The need for data literacy is being accelerated by the driving demand for data literacy and critical thinking. While we are continuously being exposed to data (data analysis) in our personal lives, data literacy is becoming a new workplace requirement. Credible data is necessary to make informed decisions.
The goal of the International Association for Data Quality, Governance and Analytics (IADQGA) is committed to satisfying these database needs. The approach will be broad to include data driven reasoning and thinking. Data literacy will involve information that is communicated through text, maps, graphical and tabular displays, numbers and symbols. The IADQGA will seek to satisfy the needs of students and working professionals in all fields by providing the basic underlying knowledge and advanced concepts and techniques.
The level of data competence varies by profession and job classifications but strong basic data knowledge is a required skill.
Data literacy can be segmented into three (3) levels:
Basic data literacy will have an awareness and understanding of the data request, sources of data used (survey or actual process data), data types – structured vs unstructured, validation techniques of the sources of data
Intermediate data literacy will understand the importance of data dictionaries, understand how to use basic Excel features in the process of cleaning and organizing data
Advanced data literacy will be able to understand the more sophisticated data terminology, understand how to use advanced techniques in the cleaning and organizing data using advanced Excel features, how to integrate continuous external data feeds, understand the data needs for Artificial Intelligence (AI) & Machine Learning (ML)
The IADQGA’s unified focus (Data & Statistical Literacy) is to provide its members with:
Basic data awareness
The importance of data quality
A working knowledge and understanding of basic data concepts, classification and terminology
Basic data collection techniques
Basic descriptive statistics
Basic predictive statistics
Statistical result interpretation
Basic statistical result communications & visualization
Data Quality Traits
There are 5 key data quality traits that must be understood and taken into consideration when working with data. These quality traits are:
Accuracy
Completeness
Reliability
Relevance
Timeliness
The results of any statistical analysis can be significantly jeopardized if these quality traits are not thoroughly understood and taken into consideration in any data analysis or use the data in any Artificial Intelligence (AI) or Machine Learning (ML) applications.
Data Cleansing and Organizing
The challenge of cleaning and organizing data typically overwhelms most organizations and is a major contributor to many digitization and data analytic initiatives. Given the overwhelming availability and familiarity of Excel, Excel will be used to demonstrate and perform data cleaning and organization techniques on data sets up to the size limitations within Excel.

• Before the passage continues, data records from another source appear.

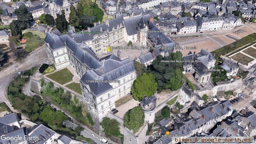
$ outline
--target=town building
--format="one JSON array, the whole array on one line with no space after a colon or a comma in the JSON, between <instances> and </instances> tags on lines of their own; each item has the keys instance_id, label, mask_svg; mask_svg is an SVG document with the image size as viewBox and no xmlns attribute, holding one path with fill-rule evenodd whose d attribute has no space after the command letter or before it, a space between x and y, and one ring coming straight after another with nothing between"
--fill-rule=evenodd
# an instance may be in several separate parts
<instances>
[{"instance_id":1,"label":"town building","mask_svg":"<svg viewBox=\"0 0 256 144\"><path fill-rule=\"evenodd\" d=\"M13 20L17 19L17 15L14 13L11 13L6 8L3 8L3 14L0 16L4 25L10 25Z\"/></svg>"},{"instance_id":2,"label":"town building","mask_svg":"<svg viewBox=\"0 0 256 144\"><path fill-rule=\"evenodd\" d=\"M227 72L226 75L227 76L235 76L239 69L239 67L237 65L236 62L227 59L224 59L221 67Z\"/></svg>"},{"instance_id":3,"label":"town building","mask_svg":"<svg viewBox=\"0 0 256 144\"><path fill-rule=\"evenodd\" d=\"M0 30L0 43L9 44L9 37L11 36L11 33L6 30Z\"/></svg>"},{"instance_id":4,"label":"town building","mask_svg":"<svg viewBox=\"0 0 256 144\"><path fill-rule=\"evenodd\" d=\"M38 18L42 14L46 13L44 11L43 7L43 5L39 5L29 8L27 9L27 10L30 12L31 12L33 16L33 18Z\"/></svg>"},{"instance_id":5,"label":"town building","mask_svg":"<svg viewBox=\"0 0 256 144\"><path fill-rule=\"evenodd\" d=\"M164 134L168 130L170 135L179 135L183 139L202 133L207 133L215 124L231 115L233 110L229 101L214 102L203 107L193 109L188 115L181 114L181 117L175 116L174 124L162 127L161 133ZM171 137L164 136L152 140L151 142L153 144L177 143L174 139Z\"/></svg>"},{"instance_id":6,"label":"town building","mask_svg":"<svg viewBox=\"0 0 256 144\"><path fill-rule=\"evenodd\" d=\"M184 73L195 72L195 79L199 83L209 81L211 74L210 69L214 67L216 60L208 50L202 49L197 54L190 52L183 60Z\"/></svg>"},{"instance_id":7,"label":"town building","mask_svg":"<svg viewBox=\"0 0 256 144\"><path fill-rule=\"evenodd\" d=\"M26 120L20 121L16 113L0 118L0 139L2 144L88 144L61 135L42 124L37 124ZM8 140L7 137L18 137Z\"/></svg>"},{"instance_id":8,"label":"town building","mask_svg":"<svg viewBox=\"0 0 256 144\"><path fill-rule=\"evenodd\" d=\"M51 0L49 1L49 9L51 15L54 19L57 18L57 14L61 14L61 11L65 12L65 17L68 22L69 21L70 7L72 4L76 8L78 0Z\"/></svg>"}]
</instances>

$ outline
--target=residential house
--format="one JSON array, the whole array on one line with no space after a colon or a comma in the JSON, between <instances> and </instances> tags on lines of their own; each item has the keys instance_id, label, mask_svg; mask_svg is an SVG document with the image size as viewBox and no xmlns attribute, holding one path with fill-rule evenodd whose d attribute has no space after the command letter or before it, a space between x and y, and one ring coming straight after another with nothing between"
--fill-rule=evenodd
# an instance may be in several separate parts
<instances>
[{"instance_id":1,"label":"residential house","mask_svg":"<svg viewBox=\"0 0 256 144\"><path fill-rule=\"evenodd\" d=\"M11 33L10 32L6 30L0 30L0 43L7 43L9 44L9 36L11 36Z\"/></svg>"},{"instance_id":2,"label":"residential house","mask_svg":"<svg viewBox=\"0 0 256 144\"><path fill-rule=\"evenodd\" d=\"M235 76L239 69L239 67L236 62L226 58L223 61L222 64L221 65L221 67L227 72L226 75L227 76Z\"/></svg>"}]
</instances>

Data and statistical literacy are components of a science of method – (the sciences of method study on how we think – Rand, 1966). The sciences of method can be classified by their focus (words vs numbers) and by their method of deductive vs inductive reasoning.
Method of Reasoning
Understanding the Data Request
A clear understanding of the intended use of the requested data is critical. Such understandings include:
Will the data be used for historical analysis or predictive modeling?
What level of data is required?
Is there a data dictionary in use for the data?

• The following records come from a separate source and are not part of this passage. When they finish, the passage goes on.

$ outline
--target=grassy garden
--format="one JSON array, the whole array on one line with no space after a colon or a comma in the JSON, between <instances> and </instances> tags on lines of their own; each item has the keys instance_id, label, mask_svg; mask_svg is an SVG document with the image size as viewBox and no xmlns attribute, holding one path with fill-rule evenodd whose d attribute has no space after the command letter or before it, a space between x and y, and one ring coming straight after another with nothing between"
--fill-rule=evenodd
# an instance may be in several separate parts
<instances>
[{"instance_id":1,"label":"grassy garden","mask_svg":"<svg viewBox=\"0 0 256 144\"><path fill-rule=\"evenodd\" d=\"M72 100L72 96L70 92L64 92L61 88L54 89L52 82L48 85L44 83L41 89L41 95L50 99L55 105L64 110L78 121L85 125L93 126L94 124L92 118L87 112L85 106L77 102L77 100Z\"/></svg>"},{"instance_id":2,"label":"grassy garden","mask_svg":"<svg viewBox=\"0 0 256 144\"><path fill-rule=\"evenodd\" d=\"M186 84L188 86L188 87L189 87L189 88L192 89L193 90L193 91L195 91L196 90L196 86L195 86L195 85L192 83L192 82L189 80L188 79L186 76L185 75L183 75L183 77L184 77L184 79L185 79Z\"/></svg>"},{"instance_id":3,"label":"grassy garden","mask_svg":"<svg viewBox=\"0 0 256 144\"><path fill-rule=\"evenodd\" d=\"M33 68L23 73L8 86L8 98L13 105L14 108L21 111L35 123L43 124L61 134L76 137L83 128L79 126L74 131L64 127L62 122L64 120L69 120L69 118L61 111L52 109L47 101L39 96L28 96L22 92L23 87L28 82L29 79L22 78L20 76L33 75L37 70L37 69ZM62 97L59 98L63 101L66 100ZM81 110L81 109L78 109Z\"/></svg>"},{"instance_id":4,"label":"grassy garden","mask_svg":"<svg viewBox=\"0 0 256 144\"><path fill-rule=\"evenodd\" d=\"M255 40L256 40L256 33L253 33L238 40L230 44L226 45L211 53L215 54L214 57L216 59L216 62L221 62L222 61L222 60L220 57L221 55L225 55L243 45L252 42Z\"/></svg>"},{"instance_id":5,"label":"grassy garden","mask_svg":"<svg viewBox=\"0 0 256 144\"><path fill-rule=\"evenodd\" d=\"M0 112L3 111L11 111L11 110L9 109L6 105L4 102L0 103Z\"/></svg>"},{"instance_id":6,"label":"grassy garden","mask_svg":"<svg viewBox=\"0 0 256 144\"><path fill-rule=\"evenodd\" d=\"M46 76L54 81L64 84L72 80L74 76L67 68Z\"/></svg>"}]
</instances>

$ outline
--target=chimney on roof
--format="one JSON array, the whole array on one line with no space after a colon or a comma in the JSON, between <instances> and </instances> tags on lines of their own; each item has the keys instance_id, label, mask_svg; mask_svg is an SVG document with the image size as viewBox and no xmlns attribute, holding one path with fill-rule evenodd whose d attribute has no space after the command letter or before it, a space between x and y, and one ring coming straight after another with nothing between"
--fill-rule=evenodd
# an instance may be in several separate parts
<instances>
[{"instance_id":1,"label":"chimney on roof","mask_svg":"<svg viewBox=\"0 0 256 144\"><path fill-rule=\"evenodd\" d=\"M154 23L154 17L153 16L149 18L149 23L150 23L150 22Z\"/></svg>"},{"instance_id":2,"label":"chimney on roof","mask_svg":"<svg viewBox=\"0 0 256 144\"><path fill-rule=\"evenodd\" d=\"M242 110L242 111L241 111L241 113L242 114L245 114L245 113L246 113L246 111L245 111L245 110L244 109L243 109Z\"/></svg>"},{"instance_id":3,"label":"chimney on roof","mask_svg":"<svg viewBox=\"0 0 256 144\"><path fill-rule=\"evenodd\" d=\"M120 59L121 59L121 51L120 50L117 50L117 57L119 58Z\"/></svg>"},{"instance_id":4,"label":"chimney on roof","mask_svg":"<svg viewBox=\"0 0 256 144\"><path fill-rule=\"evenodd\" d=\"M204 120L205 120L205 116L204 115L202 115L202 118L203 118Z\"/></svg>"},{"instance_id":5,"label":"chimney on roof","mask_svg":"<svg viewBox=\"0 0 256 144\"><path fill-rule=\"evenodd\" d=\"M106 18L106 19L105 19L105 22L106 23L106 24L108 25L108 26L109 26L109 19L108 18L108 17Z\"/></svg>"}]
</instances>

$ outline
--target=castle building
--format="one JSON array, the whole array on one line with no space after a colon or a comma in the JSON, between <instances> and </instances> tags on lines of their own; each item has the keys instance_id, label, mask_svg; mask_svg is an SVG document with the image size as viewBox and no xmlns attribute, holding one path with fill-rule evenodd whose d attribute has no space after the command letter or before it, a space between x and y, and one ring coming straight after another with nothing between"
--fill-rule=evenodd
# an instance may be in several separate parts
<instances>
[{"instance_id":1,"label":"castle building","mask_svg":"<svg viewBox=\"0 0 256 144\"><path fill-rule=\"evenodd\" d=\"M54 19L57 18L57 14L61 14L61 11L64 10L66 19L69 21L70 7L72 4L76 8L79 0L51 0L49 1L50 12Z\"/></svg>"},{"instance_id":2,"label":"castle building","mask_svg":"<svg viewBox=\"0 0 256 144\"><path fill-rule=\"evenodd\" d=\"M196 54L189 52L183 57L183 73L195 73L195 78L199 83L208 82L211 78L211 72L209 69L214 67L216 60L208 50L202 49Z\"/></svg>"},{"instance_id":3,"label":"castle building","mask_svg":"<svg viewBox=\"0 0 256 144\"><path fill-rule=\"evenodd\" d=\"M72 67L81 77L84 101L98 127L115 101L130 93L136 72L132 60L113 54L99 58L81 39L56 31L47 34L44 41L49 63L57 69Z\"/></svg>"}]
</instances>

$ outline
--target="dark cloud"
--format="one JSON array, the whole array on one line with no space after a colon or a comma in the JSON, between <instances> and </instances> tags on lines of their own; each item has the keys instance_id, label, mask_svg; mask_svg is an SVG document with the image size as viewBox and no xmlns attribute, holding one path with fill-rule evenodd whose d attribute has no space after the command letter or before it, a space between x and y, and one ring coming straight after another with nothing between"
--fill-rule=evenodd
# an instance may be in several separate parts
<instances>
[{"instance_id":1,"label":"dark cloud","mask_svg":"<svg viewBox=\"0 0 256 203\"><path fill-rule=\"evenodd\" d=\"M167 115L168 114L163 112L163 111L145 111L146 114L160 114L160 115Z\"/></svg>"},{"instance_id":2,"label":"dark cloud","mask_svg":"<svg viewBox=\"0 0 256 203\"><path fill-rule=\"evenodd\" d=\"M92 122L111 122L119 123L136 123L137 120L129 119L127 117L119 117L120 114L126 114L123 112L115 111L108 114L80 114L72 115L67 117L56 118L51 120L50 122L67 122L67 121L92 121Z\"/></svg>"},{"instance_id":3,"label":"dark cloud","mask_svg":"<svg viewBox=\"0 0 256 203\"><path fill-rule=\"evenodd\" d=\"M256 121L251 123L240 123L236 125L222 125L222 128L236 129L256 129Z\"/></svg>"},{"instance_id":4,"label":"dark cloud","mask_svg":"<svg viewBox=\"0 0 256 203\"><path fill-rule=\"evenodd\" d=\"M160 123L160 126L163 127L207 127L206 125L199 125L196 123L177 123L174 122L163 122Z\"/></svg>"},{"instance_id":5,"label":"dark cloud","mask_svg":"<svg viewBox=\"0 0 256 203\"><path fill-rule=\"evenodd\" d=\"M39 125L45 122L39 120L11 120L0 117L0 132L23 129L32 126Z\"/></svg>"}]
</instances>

Is the data categorical or numeric?
Is the data discrete or continuous?
Is the data in intervals or ratios?
When was the data collected?
How often is the available data collected?
How accessible is the data?
How much data is required? (Machine Learning - ML requires large amounts of data)
Will visualization be required of the data (Human visualization is a very high bandwidth channel to our brains and allows for rapid interpretation of large amounts of data and inferences.)
Critical Thinking
Critical thinking is required by every organization whether for profit or not-for- profit. An organizations ability to have its members at all levels of the organization to perform critical thinking is critical to an organizations ongoing success.
Those organizations that have the ability to perform critical thinking will differentiate themselves and will command a superior competitive position.
Both “Data” and ‘Statistical” literacy are the building blocks for critical thinking.